As far as I can tell, in c++ references are implemented as constant pointers.
say you have y, which is a reference to variable x.
why would it not be more performant and efficient (especially when passing variables in functions). To either:
A. every time y is mentioned it gets replaced by x as a pre-processing stage.
B. have both x and y refer to the same memory address in the compilers symbol table.
As far as I can tell, in c++ references are implemented as constant pointers.
Might be correct, might be not. I actually don't know for sure. In any case thats implementation details. What matters is how the C++ standard specifies reference and it does not mention that they must be implemented as constant pointers.
why would it not be more performant and efficient...

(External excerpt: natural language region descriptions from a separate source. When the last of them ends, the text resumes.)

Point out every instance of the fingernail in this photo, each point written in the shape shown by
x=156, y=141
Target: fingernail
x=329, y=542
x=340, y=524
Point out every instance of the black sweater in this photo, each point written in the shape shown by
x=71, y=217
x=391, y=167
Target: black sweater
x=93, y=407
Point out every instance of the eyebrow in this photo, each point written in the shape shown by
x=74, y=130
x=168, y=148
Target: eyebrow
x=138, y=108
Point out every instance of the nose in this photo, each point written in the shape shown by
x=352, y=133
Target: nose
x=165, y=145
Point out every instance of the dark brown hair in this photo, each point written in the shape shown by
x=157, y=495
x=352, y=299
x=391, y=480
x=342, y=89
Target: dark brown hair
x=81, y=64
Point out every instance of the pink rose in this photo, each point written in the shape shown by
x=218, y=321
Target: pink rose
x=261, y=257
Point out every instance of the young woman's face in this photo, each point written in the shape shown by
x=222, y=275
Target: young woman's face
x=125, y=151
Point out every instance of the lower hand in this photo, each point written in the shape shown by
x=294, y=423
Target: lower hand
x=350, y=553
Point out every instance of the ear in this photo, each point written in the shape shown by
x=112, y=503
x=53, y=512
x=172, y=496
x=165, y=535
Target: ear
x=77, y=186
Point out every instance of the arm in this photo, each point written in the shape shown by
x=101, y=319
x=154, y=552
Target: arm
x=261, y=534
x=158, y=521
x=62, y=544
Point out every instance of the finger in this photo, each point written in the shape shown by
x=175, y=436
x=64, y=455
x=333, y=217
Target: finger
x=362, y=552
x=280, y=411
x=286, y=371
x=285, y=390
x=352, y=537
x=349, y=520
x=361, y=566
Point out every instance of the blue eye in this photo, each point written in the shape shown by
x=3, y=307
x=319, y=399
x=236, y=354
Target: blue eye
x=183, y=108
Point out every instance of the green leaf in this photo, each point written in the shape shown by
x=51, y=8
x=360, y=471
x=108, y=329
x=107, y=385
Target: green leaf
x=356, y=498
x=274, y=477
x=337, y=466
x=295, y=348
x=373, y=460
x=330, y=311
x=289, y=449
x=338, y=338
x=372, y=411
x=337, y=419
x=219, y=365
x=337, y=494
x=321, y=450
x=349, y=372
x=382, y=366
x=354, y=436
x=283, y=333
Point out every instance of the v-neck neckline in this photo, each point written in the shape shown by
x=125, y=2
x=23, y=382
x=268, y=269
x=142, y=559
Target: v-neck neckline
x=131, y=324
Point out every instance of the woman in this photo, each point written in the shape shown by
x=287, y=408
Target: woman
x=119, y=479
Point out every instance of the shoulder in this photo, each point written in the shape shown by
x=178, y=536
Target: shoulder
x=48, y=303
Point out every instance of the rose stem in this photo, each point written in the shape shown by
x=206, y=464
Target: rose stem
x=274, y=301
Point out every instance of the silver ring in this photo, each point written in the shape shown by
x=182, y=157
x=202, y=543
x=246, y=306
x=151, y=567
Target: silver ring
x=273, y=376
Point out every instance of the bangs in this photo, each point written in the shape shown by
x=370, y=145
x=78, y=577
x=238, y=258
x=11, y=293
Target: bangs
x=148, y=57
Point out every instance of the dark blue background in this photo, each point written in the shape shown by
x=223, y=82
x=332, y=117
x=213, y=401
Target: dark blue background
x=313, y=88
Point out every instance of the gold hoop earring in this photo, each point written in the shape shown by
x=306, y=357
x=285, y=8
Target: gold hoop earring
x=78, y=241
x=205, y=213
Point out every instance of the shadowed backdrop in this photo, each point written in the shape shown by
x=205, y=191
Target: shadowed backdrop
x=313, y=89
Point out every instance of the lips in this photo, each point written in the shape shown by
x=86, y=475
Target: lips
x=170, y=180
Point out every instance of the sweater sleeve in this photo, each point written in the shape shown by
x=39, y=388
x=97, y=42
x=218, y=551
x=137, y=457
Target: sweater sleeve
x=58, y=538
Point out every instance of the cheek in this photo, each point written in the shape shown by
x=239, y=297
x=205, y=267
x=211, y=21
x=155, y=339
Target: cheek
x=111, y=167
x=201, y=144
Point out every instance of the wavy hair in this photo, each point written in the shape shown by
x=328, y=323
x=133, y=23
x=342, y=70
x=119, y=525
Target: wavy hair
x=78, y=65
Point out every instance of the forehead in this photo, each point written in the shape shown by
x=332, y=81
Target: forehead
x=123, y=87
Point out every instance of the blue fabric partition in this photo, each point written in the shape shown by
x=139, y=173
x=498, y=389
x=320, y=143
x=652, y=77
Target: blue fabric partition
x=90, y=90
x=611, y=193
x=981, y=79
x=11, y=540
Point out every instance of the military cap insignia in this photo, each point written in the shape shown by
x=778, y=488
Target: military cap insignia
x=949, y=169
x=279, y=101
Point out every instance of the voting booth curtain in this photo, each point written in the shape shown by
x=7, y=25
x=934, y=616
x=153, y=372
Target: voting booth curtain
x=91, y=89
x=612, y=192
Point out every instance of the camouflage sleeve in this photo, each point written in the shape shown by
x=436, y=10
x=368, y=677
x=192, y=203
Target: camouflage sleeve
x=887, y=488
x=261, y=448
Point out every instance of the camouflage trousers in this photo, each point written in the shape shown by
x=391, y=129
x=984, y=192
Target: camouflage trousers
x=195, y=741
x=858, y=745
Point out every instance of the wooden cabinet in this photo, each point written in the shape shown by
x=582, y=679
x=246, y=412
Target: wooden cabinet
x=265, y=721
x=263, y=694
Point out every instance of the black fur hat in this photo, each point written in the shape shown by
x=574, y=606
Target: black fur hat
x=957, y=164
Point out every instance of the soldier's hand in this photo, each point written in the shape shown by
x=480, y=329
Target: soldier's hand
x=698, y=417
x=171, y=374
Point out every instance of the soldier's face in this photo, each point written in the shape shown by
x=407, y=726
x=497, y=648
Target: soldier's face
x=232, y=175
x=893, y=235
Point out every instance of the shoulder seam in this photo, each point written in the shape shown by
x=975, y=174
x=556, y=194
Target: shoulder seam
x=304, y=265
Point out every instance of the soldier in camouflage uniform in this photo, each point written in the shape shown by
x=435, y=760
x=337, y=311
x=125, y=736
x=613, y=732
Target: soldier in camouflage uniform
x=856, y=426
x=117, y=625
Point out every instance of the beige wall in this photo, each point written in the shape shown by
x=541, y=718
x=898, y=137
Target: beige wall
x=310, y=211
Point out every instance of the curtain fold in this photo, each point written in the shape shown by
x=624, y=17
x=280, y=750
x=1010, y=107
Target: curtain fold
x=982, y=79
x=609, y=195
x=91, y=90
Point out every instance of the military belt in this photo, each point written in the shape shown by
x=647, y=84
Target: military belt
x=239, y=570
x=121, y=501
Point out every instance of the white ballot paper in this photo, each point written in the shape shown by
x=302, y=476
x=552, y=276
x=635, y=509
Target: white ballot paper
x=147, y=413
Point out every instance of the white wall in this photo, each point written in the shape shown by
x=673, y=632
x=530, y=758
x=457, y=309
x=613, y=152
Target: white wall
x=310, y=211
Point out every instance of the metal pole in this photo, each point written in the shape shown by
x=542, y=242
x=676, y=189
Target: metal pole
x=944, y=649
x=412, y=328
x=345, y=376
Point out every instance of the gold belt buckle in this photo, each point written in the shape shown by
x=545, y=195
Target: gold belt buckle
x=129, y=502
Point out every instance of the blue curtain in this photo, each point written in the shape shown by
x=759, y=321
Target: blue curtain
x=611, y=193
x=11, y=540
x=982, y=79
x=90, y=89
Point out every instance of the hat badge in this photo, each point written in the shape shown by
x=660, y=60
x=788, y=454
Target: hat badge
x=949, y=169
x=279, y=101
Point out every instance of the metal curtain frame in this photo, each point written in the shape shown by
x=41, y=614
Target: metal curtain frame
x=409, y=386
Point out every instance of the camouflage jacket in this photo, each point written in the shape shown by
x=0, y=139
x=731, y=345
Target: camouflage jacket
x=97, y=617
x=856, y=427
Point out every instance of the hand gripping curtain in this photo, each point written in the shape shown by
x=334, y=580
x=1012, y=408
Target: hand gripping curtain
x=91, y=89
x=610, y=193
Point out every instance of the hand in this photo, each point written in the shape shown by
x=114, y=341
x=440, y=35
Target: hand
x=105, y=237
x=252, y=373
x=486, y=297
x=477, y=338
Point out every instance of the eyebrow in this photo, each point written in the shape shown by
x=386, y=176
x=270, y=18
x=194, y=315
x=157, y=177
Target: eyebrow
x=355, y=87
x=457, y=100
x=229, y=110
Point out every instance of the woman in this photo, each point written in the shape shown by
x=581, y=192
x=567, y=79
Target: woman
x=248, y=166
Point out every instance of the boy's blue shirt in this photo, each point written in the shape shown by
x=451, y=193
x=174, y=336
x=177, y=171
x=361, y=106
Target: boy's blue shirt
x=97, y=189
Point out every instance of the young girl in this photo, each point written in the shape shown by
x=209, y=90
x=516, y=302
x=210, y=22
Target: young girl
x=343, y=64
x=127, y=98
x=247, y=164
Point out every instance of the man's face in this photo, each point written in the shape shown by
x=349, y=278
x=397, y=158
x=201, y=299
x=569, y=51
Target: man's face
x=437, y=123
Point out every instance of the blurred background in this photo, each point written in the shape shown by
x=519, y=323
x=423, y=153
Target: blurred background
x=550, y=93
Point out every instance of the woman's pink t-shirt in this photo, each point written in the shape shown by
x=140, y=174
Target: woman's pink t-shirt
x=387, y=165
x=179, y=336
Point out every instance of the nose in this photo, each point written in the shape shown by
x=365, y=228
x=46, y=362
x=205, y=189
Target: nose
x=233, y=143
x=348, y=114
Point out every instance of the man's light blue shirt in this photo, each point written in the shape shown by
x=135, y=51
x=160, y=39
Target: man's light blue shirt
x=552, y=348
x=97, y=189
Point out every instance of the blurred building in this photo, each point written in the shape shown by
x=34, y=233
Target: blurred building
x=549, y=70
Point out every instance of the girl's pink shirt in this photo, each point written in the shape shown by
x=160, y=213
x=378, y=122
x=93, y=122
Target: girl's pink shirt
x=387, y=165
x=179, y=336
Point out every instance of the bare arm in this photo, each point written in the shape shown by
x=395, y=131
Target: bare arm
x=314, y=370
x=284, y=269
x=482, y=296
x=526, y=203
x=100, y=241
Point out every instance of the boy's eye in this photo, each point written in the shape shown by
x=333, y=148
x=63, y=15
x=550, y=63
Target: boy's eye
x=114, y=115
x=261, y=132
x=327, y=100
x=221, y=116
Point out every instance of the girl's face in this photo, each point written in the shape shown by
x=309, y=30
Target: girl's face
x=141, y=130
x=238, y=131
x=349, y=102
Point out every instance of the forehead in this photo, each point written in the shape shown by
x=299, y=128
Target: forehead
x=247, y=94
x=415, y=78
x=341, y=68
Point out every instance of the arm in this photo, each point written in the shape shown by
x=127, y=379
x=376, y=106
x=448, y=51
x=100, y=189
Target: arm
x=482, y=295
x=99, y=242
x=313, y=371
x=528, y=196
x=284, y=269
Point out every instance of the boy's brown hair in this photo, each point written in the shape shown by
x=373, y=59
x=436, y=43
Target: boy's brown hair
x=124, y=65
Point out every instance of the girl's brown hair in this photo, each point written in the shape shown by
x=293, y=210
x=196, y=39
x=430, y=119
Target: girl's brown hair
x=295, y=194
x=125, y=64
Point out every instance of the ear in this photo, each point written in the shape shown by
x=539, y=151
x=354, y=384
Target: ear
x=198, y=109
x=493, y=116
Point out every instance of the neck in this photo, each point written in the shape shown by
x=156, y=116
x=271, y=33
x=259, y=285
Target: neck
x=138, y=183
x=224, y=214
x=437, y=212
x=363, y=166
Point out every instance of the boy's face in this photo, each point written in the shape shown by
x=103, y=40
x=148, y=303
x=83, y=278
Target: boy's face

When it is possible and more performant the compiler will do that. The so-called as-if rule allows the compiler to perform any optimization that does not change observable behavior of the program in accordance with the C++ standard. The standard does not specify how references are implemented in detail. It is up to the compiler to implement them in the most efficient way.
Related
If I create a reference to a variable inside the scope of a function like that :
{
int x = 5;
int & ref = x;
}
Will it always create an implicit pointer ? Creating a pointer is needed if the reference is a function parameter, but in this case, it is the same as using x directly.
Not necessarily. How your compiler implements references is down to it, so long as it follows the C++ standard.
Remember that the compiler will adopt the as-if rule. You program the intended behaviour. The compiler generates the code. A good compiler will miss out your code snippet entirely since it has no observable effect.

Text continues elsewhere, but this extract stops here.